Each Wi-Fi/bluetooth enabled device, such as a smartphone or wireless printers, transmits messages to determine with the nearest cell tower and/or communicate with other devices. These messages contain, amongst other things, information pertaining to the identification of the Wi-Fi enabled device that sends the message and the strength of the signal that is being transmitted by the device. Using these identification information one can determine how many unique devices are present at a certain location. Moreover, when comparing the lists of unique devices of two locations one can determine how many devices moved from one location to the next. Important information when monitoring large crowds.
Wi-Fi/Bluetooth sensor detects the communication of these Wi-Fi and Bluetooth enabled devices with the nearest cell tower or Wi-Fi router and filters out the unique media access control (MAC) addresses of these mobile devices. Important to realize is that only a part of the messages is detected, roughly 20% of the devices in the vicinity of the sensor. Moreover, some types of mobile devices shield the MAC address of the device. The messages of these types of mobile devices can consequently not be used to track the movements of the device through the sensor network.

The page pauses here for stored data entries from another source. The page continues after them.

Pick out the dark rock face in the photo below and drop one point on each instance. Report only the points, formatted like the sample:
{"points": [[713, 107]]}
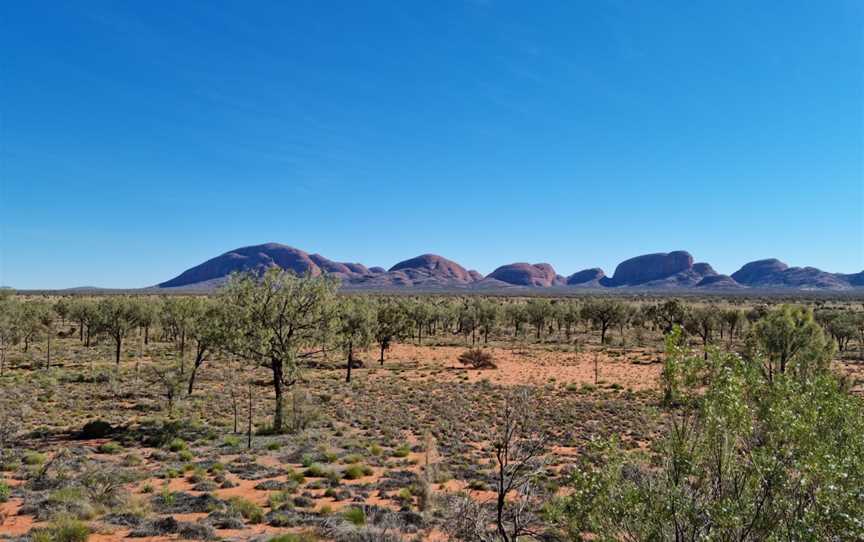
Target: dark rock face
{"points": [[650, 267], [433, 266], [855, 279], [673, 270], [718, 282], [773, 273], [525, 274], [704, 269], [258, 259], [585, 276], [760, 272]]}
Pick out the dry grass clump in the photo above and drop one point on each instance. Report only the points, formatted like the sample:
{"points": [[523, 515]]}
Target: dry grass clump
{"points": [[477, 358]]}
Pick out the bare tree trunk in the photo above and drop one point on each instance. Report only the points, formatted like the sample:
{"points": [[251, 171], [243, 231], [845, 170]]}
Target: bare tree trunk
{"points": [[278, 415], [350, 361], [249, 424]]}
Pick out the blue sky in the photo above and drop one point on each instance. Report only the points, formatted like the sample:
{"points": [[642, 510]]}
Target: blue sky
{"points": [[140, 138]]}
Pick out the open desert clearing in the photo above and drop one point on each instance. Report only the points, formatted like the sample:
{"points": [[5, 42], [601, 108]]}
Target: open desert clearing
{"points": [[397, 439]]}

The MAC-address, which is part of this message, is privacy-sensitive information as it can be used to identify one particular Wi-Fi enabled device that belongs to a particular person. Therefore, it is important to ensure that the right to privacy of citizens is safeguarded. Therefore, the Wi-Fi/Bluetooth sensors applied in the CityFlows project anonymize this data as soon as possible in a way that a person is ‘forgotten’ at least one time per day, while retaining the important properties of the data that allows one to analyze the crowds movement behaviour. The anonymization process consists of four steps, which are performed each minute:
- Capturing the messages and filtering the MAC-addresses and timestamps from each of the messages
- Scrambling the MAC-addresses by applying a hashing algorithm. All sensors within the monitoring system apply the same hash at the same time, which is changing at least 1 time per day.

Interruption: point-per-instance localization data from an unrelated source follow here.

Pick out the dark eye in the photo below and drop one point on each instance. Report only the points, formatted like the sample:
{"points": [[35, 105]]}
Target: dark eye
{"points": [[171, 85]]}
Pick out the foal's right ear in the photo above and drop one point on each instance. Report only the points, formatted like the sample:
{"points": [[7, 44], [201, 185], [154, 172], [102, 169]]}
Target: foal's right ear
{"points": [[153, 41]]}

- Deleting a part of the hashed addresses, which ensures that even if one knows the exact hashing algorithm, one is not able to recreate the original MAC-address.
- Transmitting the list of shortened addresses to the CM-DSS database via a secure connection.
After this process, the CM-DSS database contains a list of hashed identifiers that can be used to analyze the crowd’s movements, but not be used to identify one particular mobile device, nor one particular person.